Un an jour pour jour après le déclenchement des émeutes en Nouvelle-Calédonie liées à la réforme du corps électoral, le collectif Solidarité Kanaky a tenu une conférence de presse ce mardi 13 mai à Paris. Objectif : rendre public un rapport inédit sur la situation de 69 prisonniers kanak transférés dans l’Hexagone, dans le plus grand silence, depuis juin 2024.
« On a choisi cette date symbolique car on ne parle jamais des déportés du Camp Est. Ce transfert massif est resté invisible », déplore Julie, membre du collectif, qui accompagne les personnes détenues originaires de Nouvelle-Calédonie incarcérées en métropole.
Des détenus politiques méconnus
Dans l’opinion publique, l’attention s’est surtout portée sur les sept membres de la CCAT (Cellule de coordination des actions de terrain), notamment Christian Tein, emprisonnés dans l’Hexagone. Mais selon Maître Julie Jarno, avocate d’une dizaine de ces détenus, ce sont en réalité plus de soixante prisonniers qui ont été transférés discrètement depuis la prison du Camp Est à Nouméa.

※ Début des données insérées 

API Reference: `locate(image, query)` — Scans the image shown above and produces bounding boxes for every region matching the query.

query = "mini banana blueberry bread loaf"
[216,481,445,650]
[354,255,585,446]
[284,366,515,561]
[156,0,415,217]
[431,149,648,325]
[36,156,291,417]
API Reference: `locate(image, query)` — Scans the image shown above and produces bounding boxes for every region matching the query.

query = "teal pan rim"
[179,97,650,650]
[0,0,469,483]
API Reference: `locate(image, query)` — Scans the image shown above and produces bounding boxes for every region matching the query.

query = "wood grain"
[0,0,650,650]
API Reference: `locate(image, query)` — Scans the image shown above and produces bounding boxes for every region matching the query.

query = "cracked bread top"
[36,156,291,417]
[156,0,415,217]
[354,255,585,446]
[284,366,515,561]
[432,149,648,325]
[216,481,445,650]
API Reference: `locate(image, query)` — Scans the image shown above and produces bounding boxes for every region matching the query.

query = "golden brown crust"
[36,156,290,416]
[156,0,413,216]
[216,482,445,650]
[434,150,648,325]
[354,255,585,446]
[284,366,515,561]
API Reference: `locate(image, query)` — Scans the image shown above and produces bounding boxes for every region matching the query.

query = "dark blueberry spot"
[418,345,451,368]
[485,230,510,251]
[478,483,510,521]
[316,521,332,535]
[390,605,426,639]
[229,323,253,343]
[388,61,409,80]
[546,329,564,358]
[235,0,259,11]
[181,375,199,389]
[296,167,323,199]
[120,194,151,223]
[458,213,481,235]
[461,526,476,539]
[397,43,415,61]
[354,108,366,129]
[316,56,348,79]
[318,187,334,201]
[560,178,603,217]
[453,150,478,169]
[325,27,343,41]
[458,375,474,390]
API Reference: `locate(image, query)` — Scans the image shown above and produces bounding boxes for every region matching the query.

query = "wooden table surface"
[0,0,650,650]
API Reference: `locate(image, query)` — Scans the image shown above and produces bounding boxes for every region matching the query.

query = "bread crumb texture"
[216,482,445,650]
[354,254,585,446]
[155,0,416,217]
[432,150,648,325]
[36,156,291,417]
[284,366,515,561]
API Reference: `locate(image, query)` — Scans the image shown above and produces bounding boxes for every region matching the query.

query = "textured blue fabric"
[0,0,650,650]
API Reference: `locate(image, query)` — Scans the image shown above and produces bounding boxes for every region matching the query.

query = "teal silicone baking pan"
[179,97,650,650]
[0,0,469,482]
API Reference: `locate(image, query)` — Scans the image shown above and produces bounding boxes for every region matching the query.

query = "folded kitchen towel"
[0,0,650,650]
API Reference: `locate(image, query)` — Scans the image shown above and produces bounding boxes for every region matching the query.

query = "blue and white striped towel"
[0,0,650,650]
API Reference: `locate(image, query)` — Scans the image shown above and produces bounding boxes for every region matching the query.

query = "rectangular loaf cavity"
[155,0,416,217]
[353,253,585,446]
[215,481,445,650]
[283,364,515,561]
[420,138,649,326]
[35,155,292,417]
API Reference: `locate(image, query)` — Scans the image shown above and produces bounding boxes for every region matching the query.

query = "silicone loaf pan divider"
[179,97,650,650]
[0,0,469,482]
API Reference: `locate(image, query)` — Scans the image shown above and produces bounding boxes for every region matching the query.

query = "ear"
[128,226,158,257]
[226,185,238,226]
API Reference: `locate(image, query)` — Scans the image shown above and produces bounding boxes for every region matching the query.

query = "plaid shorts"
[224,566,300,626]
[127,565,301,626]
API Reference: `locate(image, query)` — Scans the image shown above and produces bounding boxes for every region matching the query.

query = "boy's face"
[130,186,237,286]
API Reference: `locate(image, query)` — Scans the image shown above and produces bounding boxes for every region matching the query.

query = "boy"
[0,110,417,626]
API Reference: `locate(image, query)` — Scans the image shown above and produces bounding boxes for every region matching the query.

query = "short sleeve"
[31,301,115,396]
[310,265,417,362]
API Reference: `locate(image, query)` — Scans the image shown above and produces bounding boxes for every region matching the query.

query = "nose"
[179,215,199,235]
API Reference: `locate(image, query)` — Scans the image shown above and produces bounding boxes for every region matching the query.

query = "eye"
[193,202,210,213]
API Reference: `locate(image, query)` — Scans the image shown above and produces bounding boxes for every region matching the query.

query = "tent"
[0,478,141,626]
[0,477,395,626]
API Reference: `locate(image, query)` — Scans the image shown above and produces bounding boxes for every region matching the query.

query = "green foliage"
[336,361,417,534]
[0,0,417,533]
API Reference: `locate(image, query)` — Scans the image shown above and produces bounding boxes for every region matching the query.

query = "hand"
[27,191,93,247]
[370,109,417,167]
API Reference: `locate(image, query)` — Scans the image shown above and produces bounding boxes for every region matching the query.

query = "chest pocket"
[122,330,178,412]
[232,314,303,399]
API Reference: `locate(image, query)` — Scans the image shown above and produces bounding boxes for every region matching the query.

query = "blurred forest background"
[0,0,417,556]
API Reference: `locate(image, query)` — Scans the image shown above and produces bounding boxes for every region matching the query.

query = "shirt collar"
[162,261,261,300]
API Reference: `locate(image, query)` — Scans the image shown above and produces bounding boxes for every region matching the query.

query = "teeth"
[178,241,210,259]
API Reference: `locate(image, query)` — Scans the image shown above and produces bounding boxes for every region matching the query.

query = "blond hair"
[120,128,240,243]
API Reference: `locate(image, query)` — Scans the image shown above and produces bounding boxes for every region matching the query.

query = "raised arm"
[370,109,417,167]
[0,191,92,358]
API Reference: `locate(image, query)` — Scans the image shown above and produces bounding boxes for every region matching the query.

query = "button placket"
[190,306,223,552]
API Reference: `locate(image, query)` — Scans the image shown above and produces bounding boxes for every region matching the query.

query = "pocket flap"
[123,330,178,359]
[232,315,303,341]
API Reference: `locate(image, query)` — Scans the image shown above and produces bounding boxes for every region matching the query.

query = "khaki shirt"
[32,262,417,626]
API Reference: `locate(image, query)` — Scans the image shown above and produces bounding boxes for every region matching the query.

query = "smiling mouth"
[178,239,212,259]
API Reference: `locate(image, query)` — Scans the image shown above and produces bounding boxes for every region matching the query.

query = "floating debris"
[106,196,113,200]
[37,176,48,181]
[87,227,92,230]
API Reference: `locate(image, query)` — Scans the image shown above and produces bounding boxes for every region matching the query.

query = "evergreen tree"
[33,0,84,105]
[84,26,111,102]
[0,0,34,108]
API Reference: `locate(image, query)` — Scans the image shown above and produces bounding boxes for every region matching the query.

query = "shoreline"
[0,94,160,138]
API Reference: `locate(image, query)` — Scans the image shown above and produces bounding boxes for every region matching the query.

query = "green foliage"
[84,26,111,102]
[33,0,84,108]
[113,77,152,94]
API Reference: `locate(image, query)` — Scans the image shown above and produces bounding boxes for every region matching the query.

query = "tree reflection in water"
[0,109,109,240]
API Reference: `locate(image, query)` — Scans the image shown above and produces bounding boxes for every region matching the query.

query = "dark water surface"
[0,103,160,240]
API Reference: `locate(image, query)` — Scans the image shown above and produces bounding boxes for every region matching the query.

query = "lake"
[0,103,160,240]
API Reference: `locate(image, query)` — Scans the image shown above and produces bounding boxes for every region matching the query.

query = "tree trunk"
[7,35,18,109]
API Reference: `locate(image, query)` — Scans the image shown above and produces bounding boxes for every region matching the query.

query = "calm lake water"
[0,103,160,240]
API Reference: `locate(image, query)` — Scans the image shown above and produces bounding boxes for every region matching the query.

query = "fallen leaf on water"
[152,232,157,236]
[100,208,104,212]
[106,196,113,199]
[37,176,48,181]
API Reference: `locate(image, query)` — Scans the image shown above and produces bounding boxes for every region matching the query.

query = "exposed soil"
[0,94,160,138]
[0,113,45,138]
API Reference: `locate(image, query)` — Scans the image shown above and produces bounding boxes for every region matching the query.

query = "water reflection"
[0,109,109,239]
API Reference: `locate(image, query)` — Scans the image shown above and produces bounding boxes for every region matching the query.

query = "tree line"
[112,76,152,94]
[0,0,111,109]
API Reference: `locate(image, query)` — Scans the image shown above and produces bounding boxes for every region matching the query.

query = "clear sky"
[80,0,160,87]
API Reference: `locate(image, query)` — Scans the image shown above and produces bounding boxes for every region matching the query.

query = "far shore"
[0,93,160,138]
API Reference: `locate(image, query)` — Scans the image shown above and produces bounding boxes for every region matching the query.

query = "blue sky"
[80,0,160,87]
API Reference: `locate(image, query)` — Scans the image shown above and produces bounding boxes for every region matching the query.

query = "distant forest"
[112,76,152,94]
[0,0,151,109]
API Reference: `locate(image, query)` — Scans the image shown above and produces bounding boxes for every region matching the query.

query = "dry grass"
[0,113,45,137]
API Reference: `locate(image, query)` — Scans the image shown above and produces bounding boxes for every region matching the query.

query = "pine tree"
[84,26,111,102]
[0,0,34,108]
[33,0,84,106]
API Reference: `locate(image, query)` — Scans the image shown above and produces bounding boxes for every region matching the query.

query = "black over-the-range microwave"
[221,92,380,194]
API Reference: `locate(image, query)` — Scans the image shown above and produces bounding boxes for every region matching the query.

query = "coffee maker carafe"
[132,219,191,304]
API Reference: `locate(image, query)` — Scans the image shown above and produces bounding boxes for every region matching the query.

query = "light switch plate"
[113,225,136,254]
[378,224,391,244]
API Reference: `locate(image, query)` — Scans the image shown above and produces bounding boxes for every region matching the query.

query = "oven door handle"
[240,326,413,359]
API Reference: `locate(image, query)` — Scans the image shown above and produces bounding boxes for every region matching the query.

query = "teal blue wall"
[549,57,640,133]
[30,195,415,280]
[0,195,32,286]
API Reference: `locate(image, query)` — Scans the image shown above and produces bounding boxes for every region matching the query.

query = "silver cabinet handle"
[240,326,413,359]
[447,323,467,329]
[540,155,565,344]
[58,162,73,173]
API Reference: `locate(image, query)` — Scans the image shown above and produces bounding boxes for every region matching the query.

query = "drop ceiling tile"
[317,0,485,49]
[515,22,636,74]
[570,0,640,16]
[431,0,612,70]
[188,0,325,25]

« On les considère comme des détenus politiques, car ils sont victimes d’une logique coloniale : vider les prisons locales pour faire de la place, après les arrestations massives de mai 2024 », explique l’avocate.
Elle souligne que, pour la plupart, ces personnes étaient déjà incarcérées avant les émeutes. Pourtant, elles ont été envoyées à des milliers de kilomètres de leur territoire sans information claire ni recours possible.
Une quarantaine de prisons mobilisées
Le rapport, fruit de dix mois d’investigation, recense ces 69 détenus aujourd’hui répartis dans près de 40 établissements pénitentiaires en métropole.
Le collectif a dû effectuer lui-même ce travail de recensement, l’administration refusant de communiquer sur ces transferts.
« Nous avons dû les retrouver un à un, les mettre en lien avec des avocats, reprendre contact avec leurs familles, parfois totalement perdues », explique Julie.
Des transferts précipités et opaques
Les transferts de détenus depuis les Outre-mer vers la métropole ne sont pas nouveaux, notamment pour soulager la surpopulation carcérale. Mais depuis mai 2024, la pratique s’est intensifiée et déroutée de sa logique habituelle.
Certains détenus n’avaient plus que quelques mois de peine à purger quand ils ont été brusquement envoyés vers la métropole.
« On parle de gens à qui il restait deux ou trois mois à faire… Pourquoi les avoir envoyés à l’autre bout du monde ? », s’interroge Maître Jarno.
Pire encore, certains n'ont été informés de leur transfert que quelques heures avant leur vol, sans possibilité de prévenir leurs proches. Parfois, on leur faisait croire qu’ils allaient simplement changer de prison sur le territoire calédonien.
Des familles isolées, des retours impossibles
Lors de la conférence, une vidéo poignante a été diffusée : celle d’une mère ayant suivi ses deux fils incarcérés jusqu’en métropole. Elle y raconte ses difficultés économiques et administratives depuis son installation en France, pour rester proche d’eux.
Des témoignages similaires abondent. Et la perspective d’un retour des prisonniers en Nouvelle-Calédonie reste très incertaine. Sur les 69 cas recensés, un seul a obtenu une décision de retour favorable, mais celle-ci n’a pas encore été appliquée : son passeport arrive à expiration.
Un an après les émeutes, le collectif Solidarité Kanaky appelle à une prise de conscience : "Ces transferts ne doivent pas rester invisibles. Ce sont des décisions graves, lourdes de conséquences humaines, familiales et politiques."